Athirasa

Dish

Athirasa

Athirasa is made by mixing rice flour with treacle and coconut milk to form a dough. The dough is then flattened and cut into small pieces, which are deep-fried until golden brown. The end result is a crispy, sweet snack that is perfect for satisfying your sweet tooth.

Jan Dec

Origins and history

Athirasa has been a part of Sri Lankan cuisine for centuries and is often served during special occasions such as weddings and religious festivals. It is believed to have originated in the ancient city of Anuradhapura, which was the capital of Sri Lanka from the 4th century BC to the 11th century AD.

Dietary considerations

Athirasa is not suitable for those with gluten intolerance or celiac disease due to the use of rice flour. It is also high in sugar and should be consumed in moderation.

Variations

There are many variations of Athirasa, including those made with jaggery instead of treacle, and those that are flavored with spices such as cardamom and cinnamon. Some recipes also call for the addition of sesame seeds or grated coconut.

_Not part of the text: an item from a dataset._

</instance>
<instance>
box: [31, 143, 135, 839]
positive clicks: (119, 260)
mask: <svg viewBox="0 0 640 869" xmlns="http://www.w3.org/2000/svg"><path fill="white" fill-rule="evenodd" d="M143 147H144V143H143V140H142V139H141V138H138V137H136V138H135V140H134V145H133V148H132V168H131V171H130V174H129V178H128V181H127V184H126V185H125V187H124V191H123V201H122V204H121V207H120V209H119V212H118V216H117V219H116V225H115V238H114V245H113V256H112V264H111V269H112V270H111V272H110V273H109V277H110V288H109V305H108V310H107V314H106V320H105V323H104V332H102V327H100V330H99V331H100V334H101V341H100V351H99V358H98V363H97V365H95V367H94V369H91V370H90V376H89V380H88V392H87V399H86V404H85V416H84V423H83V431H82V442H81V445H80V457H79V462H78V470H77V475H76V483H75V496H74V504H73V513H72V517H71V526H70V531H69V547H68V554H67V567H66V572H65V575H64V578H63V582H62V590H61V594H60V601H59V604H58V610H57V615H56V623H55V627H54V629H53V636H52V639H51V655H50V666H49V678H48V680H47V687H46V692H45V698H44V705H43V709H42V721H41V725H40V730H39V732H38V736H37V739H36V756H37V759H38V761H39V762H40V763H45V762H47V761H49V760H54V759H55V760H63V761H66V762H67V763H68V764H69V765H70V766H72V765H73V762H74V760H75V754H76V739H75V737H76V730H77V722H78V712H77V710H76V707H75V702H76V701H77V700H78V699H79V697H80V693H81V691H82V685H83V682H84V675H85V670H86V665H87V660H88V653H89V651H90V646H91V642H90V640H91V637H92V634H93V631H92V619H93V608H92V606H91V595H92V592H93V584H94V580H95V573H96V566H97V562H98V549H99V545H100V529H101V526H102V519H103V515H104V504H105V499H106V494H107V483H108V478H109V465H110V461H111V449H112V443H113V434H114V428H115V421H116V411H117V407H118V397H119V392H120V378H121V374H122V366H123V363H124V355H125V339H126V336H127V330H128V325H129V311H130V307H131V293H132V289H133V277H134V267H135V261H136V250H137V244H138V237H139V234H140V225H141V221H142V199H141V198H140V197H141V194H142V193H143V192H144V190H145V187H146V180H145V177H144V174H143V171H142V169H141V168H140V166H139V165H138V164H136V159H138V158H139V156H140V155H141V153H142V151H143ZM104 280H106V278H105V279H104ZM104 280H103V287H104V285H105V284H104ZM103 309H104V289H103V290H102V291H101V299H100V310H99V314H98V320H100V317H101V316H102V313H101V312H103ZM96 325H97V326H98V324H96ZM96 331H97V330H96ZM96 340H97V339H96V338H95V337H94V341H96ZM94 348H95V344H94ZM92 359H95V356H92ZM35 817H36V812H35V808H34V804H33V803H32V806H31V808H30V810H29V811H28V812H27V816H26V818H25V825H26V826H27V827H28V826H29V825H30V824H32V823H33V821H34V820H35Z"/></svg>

Presentation and garnishing

To ensure that your Athirasa is crispy and golden brown, make sure that the oil is hot enough before frying. You can test the temperature of the oil by dropping a small piece of dough into it. If it sizzles and rises to the surface immediately, the oil is ready. Be sure to drain the Athirasa on paper towels to remove any excess oil before serving. Athirasa is typically presented on a platter or in a bowl, garnished with fresh coconut flakes or sesame seeds. It is often served alongside other traditional Sri Lankan sweets such as kokis and kavum.

Side-dishes

Athirasa is often served with a cup of tea or coffee. It can also be served with a side of fresh fruit such as mango or pineapple.

Drink pairings

Athirasa is typically served with tea or coffee.